16.5! The Crossfit Open is at an end!

Jabletes!

Congratulations, everyone, on wrapping up the 2016 Crossfit Open!  We are so very proud of every single one of you!  You were faced with multiple challenges, pushed yourselves and some of you got those bar muscle ups!  I know you are all a little sad the Open has come to an end.  We have all had a fantastic time and looked forward to those nail biting announcements every Thursday evening.  Look ahead to next year!  You’ll be amazed at how you have improved from now to then!  16.5 gave us a repeat of 14.5, Thrusters and bar over burpees.  Brutal.  Have you seen Dave Castro complete 16.5?  Somehow it made me feel so happy to see he is human, kind of like when your coach does the WOD.    It was a tough workout even for him!  http://games.crossfit.com/video/ro-vs-boz-open-workout-165

Next up is the Crossfit Regionals where we can see the best from the Open compete in May!  Can’t wait to see!

Finally, we are coming into week 4 of Whole 30!!  Woohoo!  Home stretch!  I absolutely love our community and sticking together through challenges like this helps me feel supported, I hope it did the same for you.  Now, it’s very important to be careful about how you re introduce foods you’ve removed for the past 30 days.  After this weekend please do not go all out and eat a meal of all the things you’ve been denying complete with alcohol!  There is a strategy to reintroduction and you need to follow it carefully or else your body will let you know you did not do this the right way, which I call a food hangover.  Blah.  Don’t do it!  Here’s the plan:

The Reintroduction Plan

You’ll reintroduce “less healthy” foods back into your diet one group at a time, while keeping the rest of your diet as Whole30-clean as possible. Think about it like a scientific trial, where your Whole30 is the control and the one food group you are trying to evaluate is the experimental group.

This means you’ll have to plan carefully, and not combine major food groups during your reintroduction period. For example, don’t eat a slice of toast with peanut butter, because how will you know whether it was the peanuts or the bread that made your joints ache? Do your best to reintroduce each designated food group (as outlined below) alone on your reintroduction day.

Yes, you’ll likely get some added sugar in many of your “experimental” foods—that’s really hard to avoid.If you do choose a reintroduction food with lots of sugar—say, a Starbucks grande Caramel Frappuccino (with a whopping 64 grams!) with whole milk—you’ll have to deal with the dairy + sugar consequences all at once. Chances are, however, you’ll know intuitively what to attribute to which ingredient—digestive issues are generally dairy-driven, while energy fluctuations, cravings, and mood swings are probably sugar-related.
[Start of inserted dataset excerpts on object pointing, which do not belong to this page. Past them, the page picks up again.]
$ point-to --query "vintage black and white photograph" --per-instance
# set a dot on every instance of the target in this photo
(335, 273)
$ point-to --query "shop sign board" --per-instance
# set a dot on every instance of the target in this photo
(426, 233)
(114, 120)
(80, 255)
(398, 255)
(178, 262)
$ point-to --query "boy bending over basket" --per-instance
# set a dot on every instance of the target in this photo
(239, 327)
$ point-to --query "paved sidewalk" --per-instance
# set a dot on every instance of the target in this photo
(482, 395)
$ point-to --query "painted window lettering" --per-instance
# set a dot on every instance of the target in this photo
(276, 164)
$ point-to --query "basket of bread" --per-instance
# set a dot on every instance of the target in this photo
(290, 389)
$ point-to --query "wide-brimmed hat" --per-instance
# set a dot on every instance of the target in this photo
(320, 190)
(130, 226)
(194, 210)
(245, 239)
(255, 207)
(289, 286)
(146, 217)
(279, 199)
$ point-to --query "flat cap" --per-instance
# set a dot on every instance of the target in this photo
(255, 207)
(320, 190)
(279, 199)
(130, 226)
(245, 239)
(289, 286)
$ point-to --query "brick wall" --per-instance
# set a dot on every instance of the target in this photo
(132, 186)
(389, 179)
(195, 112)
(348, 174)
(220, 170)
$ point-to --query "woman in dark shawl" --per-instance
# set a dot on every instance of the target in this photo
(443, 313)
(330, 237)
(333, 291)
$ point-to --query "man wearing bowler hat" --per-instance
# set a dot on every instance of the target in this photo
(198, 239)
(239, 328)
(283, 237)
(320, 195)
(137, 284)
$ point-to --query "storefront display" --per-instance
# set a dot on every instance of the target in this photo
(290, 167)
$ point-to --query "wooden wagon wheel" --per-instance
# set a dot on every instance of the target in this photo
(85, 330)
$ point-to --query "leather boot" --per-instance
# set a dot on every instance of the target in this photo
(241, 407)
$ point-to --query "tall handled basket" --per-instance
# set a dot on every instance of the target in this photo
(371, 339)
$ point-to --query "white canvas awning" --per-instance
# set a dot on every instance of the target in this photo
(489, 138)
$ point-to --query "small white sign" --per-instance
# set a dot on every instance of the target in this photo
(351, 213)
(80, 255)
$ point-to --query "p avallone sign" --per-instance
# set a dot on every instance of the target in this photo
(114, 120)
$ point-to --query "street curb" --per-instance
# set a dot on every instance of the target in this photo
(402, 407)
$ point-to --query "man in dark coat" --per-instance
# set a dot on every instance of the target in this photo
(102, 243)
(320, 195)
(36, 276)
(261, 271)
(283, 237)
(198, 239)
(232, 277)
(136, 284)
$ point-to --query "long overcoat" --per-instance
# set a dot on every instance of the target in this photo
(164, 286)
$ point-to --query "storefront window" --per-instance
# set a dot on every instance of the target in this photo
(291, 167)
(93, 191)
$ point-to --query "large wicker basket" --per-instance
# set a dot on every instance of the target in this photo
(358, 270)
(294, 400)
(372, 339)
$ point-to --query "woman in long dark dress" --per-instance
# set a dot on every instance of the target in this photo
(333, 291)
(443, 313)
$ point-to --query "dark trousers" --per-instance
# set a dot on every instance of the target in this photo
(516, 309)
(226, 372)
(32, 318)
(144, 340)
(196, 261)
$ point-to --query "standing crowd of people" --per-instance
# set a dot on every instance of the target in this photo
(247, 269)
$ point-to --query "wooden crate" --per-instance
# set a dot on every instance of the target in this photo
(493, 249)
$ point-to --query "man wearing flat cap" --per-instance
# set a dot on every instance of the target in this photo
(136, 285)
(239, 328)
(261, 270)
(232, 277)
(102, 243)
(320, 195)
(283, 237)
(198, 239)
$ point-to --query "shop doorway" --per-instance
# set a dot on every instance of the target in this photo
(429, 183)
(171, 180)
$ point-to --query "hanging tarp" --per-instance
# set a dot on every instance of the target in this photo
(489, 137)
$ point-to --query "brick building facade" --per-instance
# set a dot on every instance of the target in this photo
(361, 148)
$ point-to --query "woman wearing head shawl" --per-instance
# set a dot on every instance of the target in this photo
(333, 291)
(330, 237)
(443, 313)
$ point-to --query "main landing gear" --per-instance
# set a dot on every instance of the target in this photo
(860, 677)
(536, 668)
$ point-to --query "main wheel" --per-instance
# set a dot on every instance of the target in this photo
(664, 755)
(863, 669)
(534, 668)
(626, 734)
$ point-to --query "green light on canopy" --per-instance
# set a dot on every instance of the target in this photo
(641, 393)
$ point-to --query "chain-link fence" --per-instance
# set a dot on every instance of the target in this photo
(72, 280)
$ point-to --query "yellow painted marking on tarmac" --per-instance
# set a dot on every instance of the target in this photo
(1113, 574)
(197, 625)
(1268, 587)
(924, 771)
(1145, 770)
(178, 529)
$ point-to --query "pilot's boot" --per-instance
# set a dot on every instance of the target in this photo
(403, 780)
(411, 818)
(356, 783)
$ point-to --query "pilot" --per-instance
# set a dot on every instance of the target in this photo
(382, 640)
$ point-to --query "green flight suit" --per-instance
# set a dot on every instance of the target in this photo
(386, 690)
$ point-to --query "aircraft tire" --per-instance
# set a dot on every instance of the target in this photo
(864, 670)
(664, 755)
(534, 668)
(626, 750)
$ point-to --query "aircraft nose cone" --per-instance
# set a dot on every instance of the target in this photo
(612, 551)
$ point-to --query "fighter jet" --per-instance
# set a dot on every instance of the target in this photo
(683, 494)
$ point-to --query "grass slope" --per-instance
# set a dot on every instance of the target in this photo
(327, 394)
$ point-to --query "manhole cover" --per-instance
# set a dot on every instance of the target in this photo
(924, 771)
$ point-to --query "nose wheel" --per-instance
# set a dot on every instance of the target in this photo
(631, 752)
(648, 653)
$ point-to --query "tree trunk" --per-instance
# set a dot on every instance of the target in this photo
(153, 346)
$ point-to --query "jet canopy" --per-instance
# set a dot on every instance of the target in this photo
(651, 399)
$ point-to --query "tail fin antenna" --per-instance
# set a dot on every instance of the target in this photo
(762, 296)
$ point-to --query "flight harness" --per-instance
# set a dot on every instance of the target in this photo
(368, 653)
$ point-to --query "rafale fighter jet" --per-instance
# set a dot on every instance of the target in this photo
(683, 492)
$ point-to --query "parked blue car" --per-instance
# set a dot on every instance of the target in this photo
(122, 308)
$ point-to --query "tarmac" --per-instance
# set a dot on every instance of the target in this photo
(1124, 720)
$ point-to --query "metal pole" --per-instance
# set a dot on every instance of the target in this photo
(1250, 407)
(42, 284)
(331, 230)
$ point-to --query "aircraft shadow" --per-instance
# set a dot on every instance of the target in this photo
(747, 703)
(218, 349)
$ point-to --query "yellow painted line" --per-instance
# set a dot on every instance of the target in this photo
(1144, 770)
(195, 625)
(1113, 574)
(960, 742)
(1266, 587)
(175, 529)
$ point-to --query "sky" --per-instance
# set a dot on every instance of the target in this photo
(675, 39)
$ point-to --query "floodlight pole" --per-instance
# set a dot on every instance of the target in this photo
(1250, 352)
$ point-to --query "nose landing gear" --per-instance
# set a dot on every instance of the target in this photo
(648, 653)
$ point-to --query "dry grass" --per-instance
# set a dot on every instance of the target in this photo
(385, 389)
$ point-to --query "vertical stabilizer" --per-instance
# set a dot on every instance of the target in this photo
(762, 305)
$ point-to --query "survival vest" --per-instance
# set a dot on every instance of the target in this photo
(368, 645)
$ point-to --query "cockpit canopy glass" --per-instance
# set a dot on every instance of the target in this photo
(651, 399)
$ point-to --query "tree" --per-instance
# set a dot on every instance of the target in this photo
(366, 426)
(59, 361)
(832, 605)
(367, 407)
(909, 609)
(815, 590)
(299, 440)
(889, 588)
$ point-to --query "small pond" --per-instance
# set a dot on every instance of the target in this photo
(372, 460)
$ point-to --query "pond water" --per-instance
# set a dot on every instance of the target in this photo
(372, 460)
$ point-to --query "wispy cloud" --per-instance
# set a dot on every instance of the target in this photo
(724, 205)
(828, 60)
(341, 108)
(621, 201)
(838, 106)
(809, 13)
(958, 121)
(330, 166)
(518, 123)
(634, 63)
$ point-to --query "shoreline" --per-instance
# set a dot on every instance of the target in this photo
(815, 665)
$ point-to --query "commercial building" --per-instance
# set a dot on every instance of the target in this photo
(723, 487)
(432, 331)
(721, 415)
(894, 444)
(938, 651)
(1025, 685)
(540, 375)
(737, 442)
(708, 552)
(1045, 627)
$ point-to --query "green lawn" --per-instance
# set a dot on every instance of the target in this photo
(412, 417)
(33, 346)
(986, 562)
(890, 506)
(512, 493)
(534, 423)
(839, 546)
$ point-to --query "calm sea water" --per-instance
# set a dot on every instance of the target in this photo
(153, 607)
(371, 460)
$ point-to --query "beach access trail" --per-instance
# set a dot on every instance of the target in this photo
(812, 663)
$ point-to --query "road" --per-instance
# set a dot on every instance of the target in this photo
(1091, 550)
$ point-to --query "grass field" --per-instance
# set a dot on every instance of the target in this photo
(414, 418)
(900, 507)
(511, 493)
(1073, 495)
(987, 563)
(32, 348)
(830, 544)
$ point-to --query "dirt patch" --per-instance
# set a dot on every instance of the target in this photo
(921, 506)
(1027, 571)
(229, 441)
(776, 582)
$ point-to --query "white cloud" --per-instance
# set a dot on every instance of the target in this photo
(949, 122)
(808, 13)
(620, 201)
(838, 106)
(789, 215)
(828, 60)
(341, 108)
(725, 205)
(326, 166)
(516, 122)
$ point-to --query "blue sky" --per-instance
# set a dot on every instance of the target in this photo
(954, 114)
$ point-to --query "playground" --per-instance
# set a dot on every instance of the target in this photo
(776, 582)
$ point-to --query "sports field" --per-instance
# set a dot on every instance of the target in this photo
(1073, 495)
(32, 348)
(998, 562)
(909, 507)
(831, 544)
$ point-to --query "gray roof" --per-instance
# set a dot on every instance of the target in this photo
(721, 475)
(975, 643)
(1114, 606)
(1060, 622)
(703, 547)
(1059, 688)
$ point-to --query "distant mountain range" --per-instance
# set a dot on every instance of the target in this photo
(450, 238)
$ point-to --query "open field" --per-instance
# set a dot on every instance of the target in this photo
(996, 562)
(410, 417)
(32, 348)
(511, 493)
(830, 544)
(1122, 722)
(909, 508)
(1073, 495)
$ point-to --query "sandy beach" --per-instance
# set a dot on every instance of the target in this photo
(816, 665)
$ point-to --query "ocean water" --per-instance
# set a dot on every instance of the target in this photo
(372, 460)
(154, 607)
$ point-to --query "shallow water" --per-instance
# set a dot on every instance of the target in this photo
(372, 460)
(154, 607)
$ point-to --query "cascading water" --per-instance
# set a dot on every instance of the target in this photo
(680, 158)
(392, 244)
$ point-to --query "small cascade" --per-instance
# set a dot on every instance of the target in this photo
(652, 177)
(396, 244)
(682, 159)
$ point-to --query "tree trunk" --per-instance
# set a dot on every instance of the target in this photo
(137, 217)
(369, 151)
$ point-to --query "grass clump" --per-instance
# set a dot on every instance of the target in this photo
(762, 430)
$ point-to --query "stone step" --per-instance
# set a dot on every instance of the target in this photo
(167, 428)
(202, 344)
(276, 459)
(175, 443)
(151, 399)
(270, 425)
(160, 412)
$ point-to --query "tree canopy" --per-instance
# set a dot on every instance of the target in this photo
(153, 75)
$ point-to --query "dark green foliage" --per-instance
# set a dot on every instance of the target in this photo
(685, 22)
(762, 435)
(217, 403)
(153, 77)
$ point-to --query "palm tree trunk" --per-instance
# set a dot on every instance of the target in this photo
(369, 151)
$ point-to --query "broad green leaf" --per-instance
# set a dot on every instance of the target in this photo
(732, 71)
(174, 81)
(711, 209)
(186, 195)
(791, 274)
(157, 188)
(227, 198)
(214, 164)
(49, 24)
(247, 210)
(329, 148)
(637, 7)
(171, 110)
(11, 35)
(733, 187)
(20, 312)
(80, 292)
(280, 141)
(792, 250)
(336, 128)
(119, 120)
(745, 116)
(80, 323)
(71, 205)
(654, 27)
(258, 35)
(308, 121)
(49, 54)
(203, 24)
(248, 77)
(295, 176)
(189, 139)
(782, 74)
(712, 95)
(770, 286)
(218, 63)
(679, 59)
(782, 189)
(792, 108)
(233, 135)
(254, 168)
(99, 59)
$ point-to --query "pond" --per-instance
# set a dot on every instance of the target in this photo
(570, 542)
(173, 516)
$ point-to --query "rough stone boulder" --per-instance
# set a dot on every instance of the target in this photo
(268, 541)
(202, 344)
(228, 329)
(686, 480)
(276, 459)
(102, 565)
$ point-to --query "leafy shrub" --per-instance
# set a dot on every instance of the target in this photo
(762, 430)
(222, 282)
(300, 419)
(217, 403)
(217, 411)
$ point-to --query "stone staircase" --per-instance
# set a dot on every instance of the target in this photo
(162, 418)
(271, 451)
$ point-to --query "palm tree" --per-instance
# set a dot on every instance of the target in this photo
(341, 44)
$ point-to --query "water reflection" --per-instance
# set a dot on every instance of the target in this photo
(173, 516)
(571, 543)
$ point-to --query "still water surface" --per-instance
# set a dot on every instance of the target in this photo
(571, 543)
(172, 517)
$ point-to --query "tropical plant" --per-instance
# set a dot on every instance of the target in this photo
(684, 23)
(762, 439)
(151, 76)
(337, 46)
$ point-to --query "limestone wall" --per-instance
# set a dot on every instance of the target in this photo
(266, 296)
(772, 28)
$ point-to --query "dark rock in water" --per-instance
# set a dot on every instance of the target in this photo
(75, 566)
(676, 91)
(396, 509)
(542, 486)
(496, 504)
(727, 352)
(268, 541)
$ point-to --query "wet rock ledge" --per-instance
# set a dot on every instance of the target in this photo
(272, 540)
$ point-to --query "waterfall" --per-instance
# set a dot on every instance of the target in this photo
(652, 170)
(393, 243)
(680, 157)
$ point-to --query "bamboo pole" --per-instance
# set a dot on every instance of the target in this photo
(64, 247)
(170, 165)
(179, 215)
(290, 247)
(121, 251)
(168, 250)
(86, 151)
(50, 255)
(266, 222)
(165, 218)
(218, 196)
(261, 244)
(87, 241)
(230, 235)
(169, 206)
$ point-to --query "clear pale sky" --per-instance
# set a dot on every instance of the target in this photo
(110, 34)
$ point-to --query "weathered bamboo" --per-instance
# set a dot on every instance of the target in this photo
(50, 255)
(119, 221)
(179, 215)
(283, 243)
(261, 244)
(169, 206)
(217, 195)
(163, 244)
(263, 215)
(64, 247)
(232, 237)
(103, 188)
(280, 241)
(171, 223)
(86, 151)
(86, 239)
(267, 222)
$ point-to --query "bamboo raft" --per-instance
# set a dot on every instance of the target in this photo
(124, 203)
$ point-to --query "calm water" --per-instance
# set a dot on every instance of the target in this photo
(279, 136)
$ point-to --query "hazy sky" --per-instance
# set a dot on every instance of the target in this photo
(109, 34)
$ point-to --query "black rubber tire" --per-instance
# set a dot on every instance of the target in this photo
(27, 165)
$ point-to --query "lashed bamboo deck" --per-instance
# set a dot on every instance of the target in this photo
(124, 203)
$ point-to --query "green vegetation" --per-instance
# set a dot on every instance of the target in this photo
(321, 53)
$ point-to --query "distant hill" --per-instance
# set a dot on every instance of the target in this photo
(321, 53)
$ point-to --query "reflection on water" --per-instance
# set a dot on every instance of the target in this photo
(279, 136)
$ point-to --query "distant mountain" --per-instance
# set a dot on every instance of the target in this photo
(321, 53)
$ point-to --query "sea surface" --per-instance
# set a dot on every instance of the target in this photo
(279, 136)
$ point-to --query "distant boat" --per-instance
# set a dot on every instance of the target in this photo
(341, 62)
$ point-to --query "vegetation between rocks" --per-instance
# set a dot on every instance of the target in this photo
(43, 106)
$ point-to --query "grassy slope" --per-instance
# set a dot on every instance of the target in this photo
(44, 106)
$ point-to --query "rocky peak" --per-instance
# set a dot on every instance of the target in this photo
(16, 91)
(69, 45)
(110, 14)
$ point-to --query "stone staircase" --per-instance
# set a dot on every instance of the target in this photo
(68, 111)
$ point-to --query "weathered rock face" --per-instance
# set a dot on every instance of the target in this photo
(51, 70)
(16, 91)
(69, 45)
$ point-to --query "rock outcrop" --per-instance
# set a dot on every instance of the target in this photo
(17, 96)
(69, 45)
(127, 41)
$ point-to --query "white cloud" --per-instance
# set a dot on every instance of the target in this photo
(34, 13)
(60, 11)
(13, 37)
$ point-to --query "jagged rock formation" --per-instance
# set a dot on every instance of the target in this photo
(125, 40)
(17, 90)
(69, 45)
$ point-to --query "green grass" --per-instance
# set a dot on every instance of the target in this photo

However, some side effects, like skin breakouts, may be the result of the sugar, or the dairy, or the combination of both.

We encourage you to continue to increase your awareness of how the foods you eat are affecting you even after your Whole30 and reintroduction are over. By paying attention every time you eat a non-Whole30 food in the months to come, you can learn even more about how your body reacts to certain foods or ingredients—and continue to make more informed decisions about which foods you deem are truly “worth it.”

Reminder: If you don’t miss a particular food or drink that you know makes you less healthy, don’t bother to reintroduce it. Not missing tofu, black beans, cottage cheese, or brown rice? With evidence pointing towards these foods making you less healthy, there’s no reason whatsoever to add them back into your diet. Only reintroduce those foods that you suspect you’ll really want to include back into your diet once in a while, and leave the rest happily behind.

Sample Schedule

Here is a sample 10-day reintroduction schedule. Feel free to alter your particular food choices to suit your needs.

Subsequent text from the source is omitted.